Part of the problem is simply an over-emphasis on classes in testing advice. If you come away from bad testing advice thinking every class needs to have unit tests written against it, you can start to suffer this problem. Some classes are aggressively internal, and really shouldn’t have their own tests.
Part of the problem is a denigration of “integration testing.” This is sometimes taken to mean that any test should depend on the behavior of only the class under test, otherwise you’ve broken the sacred rules and it’s not a neat, proper unit test anymore. The trouble here is that a class looks like any other class, but in reality some are system boundaries and some aren’t. Classes are artificial boundaries, they don’t naturally reflect a real “unit” of code.
So sometimes a class represents a system boundary, in which case test away! In some cases, a class represents a real “unit,” and so testing it will be fine. But most classes are in-between.
And of course another problem is that example-based testing means test suites are a lot bigger and so harder to maintain in the face of changes. Consider property testing.
Keeping tests too green
This kind of “contradictory TDD” advice is also interestingly self-defeating. If you’ve really made all your tests very self-contained, then it’s no longer even possible to effectively use tests on the system boundary.
The whole idea behind a refactoring not breaking a system boundary test is that the test should be spotting undesired behavior changes on that boundary. But if you’ve worked hard to isolate that boundary (test only one thing!) from its dependencies, then you might accidentally make a breaking change… and the test wouldn’t spot it. This can happen if things have been over-mocked.
After all, how often have you seen the advice that you should see a test failure only against the code you’re changing? If you have class A depends on B depends on C, so the advice goes, then a change to C should not be causing a test failure in A. Obviously it should be reported on C, right? That’s where the behavior changed!

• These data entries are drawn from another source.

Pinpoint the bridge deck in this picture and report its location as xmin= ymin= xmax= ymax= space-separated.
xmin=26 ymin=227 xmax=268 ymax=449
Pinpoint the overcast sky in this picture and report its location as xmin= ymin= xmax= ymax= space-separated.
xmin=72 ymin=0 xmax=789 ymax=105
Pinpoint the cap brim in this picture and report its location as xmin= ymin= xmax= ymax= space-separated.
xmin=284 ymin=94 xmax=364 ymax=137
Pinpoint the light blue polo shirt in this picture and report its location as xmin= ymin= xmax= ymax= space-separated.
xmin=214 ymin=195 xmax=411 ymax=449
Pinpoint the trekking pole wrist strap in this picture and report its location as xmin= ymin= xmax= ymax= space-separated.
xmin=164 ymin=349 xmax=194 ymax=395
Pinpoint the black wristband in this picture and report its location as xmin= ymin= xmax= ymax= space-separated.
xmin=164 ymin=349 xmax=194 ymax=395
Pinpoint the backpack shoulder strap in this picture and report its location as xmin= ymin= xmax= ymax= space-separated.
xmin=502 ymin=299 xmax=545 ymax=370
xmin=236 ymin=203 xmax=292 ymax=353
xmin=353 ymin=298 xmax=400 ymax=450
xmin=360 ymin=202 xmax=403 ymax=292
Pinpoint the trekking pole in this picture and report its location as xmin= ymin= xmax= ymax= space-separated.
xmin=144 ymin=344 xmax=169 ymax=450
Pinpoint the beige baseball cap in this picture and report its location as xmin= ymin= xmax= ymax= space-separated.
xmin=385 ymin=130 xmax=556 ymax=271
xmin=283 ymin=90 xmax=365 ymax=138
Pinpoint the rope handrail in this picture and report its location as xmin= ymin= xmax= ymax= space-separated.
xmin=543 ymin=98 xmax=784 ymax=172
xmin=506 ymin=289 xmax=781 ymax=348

But now consider A as a public API, and C an internal API, where we intended to change the behavior of C, but did not intend for that to impact the behavior of A. If we’ve followed that isolation advice, the test on A is incorrectly mocking out C and we’ve had to fix the tests on C to accommodate the behavior change, and… we broke something, and the test for it comes back green.
Not so helpful, that.
How does this advice persist?
We can’t possibly follow it! In part, I cynically wonder if that’s a feature. Any time this strange form of TDD (this is not what all TDD people advocate) fails, the consultant can insist you did it wrong. After all, you literally cannot do it right, can you?

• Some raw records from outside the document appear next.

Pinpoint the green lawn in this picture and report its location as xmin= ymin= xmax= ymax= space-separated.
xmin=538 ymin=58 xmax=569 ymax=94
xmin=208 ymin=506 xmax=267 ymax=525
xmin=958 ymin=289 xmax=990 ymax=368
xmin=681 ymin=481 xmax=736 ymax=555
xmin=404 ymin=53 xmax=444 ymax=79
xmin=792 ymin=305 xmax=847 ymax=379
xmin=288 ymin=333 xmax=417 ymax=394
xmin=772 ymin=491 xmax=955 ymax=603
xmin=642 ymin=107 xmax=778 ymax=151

I’m okay with tensions and trade-offs. There’s frequently some balance to be struck between competing concerns. I’m okay with rigid rules. (I like static languages, after all.)
But we’re dealing with the impossible here. If you’re writing these independent, self-contained, high-coverage, one-thing-only unit tests, then you’re eliminating your own ability to do effective refactoring.
The only reason I don’t think this particular problem with rigid tests could lead you into designing code worse than the legendary untestable designs of old, is that we always have the option to declare testing bankruptcy.